— Ты сядешь сзади, душенька. Забирайся, только одерни платье — сиденье очень горячее. — Ветер с западной стороны был суше восточного. Обостренным нюхом Герцог улавливал разницу. За эти дни полубреда и беспорядочно разбросанного думанья глубинные ощущения обострили его способность воспринимать — либо он обрел способность оставлять свой отпечаток на окружающем. Как если бы кисть напитывалась и окрашивалась его губами, кровью, печенкой, потрохами, гениталиями. Через эту путаницу он и воспринимал Чикаго, после тридцати с лишним лет знакомый ему вдоль и поперек. Своим особым, органическим искусством он творил из его элементов собственный город. Зловонили толстые стены и горбатая брусчатка в негритянских трущобах. Дальше к западу — заводы; малоподвижный Южный рукав, забитый нечистотами и поблескивающий застойной ржавчиной; пустые скотные дворы, заброшенные высокие красные бойни; потом слабо зудящая скука дач и тощих парков; обширные торговые центры; на смену им кладбища — Вальдхайм, чьи могилы одних Герцогов заполучили, а других только ждут; заповедные леса с кавалькадами, югославскими пикниками, любовными тропками, жуткими убийствами; аэропорты, карьеры и кукурузные поля напоследок. И за всем этим самая разнородная деятельность, реальная жизнь. Мозес должен видеть ее. Возможно, он для того был от нее в известном смысле огражден, чтобы лучше увидеть, не сомлеть в ее тесном объятье. Его дело — осведомленность, его установка, его долг — вместительная понятливость, наблюдательность. Если он употребляет время на то, чтобы показать своей дочурке рыб, то он уж как-нибудь постарается приобщить это к своим наблюдениям. Сегодняшний день — он нашел в себе мужество признать это — был в точности день, когда хоронили папу Герцога. Тогда тоже все цвело — розы, магнолии. Прошедшей ночью Мозес плакал, спал, в воздухе гибельно пахло; ему снились заковыристые сны — тягостные, нечистые, подробные, — прервавшись редкой силы ночной поллюцией; смерть, как же ты манишь свободой порабощенные инстинкты; жалкие сыны Адама, чьи дух и тело принуждены внимать глухим позывам. Сколько помню себя, я стремился жить более осознанно. Я даже представляю, в каком роде.

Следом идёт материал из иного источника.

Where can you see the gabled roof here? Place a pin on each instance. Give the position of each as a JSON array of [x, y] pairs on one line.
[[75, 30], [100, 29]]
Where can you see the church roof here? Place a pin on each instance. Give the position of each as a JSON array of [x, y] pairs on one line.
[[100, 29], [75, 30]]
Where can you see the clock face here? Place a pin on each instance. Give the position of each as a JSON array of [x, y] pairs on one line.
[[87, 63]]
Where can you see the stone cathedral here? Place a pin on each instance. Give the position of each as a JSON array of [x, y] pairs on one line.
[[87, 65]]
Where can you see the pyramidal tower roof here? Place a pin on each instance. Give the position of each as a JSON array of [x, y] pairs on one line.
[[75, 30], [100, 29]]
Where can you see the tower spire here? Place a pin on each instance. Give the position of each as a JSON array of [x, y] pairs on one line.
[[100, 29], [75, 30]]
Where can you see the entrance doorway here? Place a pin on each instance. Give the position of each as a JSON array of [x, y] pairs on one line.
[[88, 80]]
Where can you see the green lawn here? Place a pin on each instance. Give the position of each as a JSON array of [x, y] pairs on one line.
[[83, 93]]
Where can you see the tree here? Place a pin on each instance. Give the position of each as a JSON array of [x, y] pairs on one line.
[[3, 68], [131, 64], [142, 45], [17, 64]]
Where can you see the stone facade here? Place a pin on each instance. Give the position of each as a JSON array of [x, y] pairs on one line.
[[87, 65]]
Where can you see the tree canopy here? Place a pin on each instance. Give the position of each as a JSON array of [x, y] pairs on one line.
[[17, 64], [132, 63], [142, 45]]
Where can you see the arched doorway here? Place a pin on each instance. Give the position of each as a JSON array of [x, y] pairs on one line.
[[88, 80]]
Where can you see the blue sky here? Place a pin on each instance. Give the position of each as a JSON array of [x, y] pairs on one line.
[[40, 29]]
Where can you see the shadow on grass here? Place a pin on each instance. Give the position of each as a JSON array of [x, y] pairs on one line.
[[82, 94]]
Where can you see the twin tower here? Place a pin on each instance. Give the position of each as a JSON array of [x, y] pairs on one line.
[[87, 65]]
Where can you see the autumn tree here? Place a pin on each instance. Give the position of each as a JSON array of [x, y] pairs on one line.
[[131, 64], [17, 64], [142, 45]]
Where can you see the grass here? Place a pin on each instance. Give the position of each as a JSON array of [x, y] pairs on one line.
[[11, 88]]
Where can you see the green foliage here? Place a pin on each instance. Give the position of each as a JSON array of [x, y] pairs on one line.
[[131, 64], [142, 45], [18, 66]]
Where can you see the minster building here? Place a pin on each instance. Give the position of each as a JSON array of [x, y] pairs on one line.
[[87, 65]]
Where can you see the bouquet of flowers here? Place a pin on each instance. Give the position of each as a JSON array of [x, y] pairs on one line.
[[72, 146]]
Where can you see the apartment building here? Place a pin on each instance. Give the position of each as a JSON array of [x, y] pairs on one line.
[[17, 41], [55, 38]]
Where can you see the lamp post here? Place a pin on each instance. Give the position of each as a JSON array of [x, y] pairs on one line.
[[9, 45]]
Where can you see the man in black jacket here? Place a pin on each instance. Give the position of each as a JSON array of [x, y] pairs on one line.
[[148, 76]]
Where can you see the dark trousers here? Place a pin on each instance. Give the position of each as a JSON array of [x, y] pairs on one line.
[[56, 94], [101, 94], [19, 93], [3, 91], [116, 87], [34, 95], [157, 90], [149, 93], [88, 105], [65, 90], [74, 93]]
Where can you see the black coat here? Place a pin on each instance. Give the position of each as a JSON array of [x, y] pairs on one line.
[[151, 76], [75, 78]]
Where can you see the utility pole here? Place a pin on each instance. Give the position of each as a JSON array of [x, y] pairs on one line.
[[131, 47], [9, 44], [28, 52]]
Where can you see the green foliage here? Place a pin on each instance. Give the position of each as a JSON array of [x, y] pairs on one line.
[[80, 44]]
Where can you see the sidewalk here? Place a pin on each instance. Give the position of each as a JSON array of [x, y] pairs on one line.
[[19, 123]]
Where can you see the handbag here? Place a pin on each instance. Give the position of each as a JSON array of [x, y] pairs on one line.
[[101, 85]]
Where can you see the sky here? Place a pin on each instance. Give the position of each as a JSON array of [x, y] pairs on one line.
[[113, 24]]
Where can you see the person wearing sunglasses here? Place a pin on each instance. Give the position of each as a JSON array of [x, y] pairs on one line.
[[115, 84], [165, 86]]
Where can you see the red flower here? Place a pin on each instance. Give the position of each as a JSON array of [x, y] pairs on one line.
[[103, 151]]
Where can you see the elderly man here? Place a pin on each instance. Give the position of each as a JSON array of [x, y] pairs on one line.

— Папа, тут поворачивать. Дядя Вэл тут всегда поворачивает.
— Ладно. — Он увидел в зеркальце, что обмолвка огорчила ее: снова проговорилась о Герсбахе. — Эй, киска, — сказал он, — если ты вспомнишь при мне дядю Вэла, я никому не скажу. И спрашивать тебя про него не буду. Так что не волнуйся! Все это глупости.
В Вердене он был не старше Джун, когда мама Герцог запретила ему болтать про перегонный куб. Само сооружение он хорошо помнил. Красивые трубки. Пахучее сусло. Если его не подводит память, папа Герцог мешками ссыпал в бочку подопревшую рожь. Нет, иметь секреты не так уж плохо.
— Иметь парочку секретов не страшно, — сказал он.
— Я знаю много секретов. — Она стояла у него за спиной и гладила его голову. — Дядя Вэл очень хороший.
— Конечно, хороший.
— Только я его не люблю. Он нехорошо пахнет.
— Ха! Ладно, достанем ему флакон духов, и он будет потрясающе пахнуть.
На лестнице в океанариум он взял ее за руку, ощущая себя тем сильным, положительным отцом, которому можно довериться. Центральный дворик, белесый под открытым небом, встретил духотой. Плещущийся бассейн, пышные растения и тонкий тропический рыбий дух заставили Мозеса подтянуться, взбодриться.
— Что ты сначала хочешь увидеть?
— Больших черепах.
Они брели сумрачными коридорами между золотыми и зелеными стенами.
— Эта резвая рыбка называется хуму-хуму-или-или, она гавайская. А эта скользящая тварь — скат, у него в хвосте ядовитые шипы. Вот миноги, родственники миксин, они присасываются к какой-нибудь рыбе и пьют ее кровь, пока та не умрет. Вон форель. Черепах в этом крыле нет. Смотри, какие громадины! Акулы?
— В Брукфилде я видела дельфинов, — сказала Джун. — Они были в моряцких шляпах, звонили в колокол. Они танцуют на хвосте и играют в баскетбол.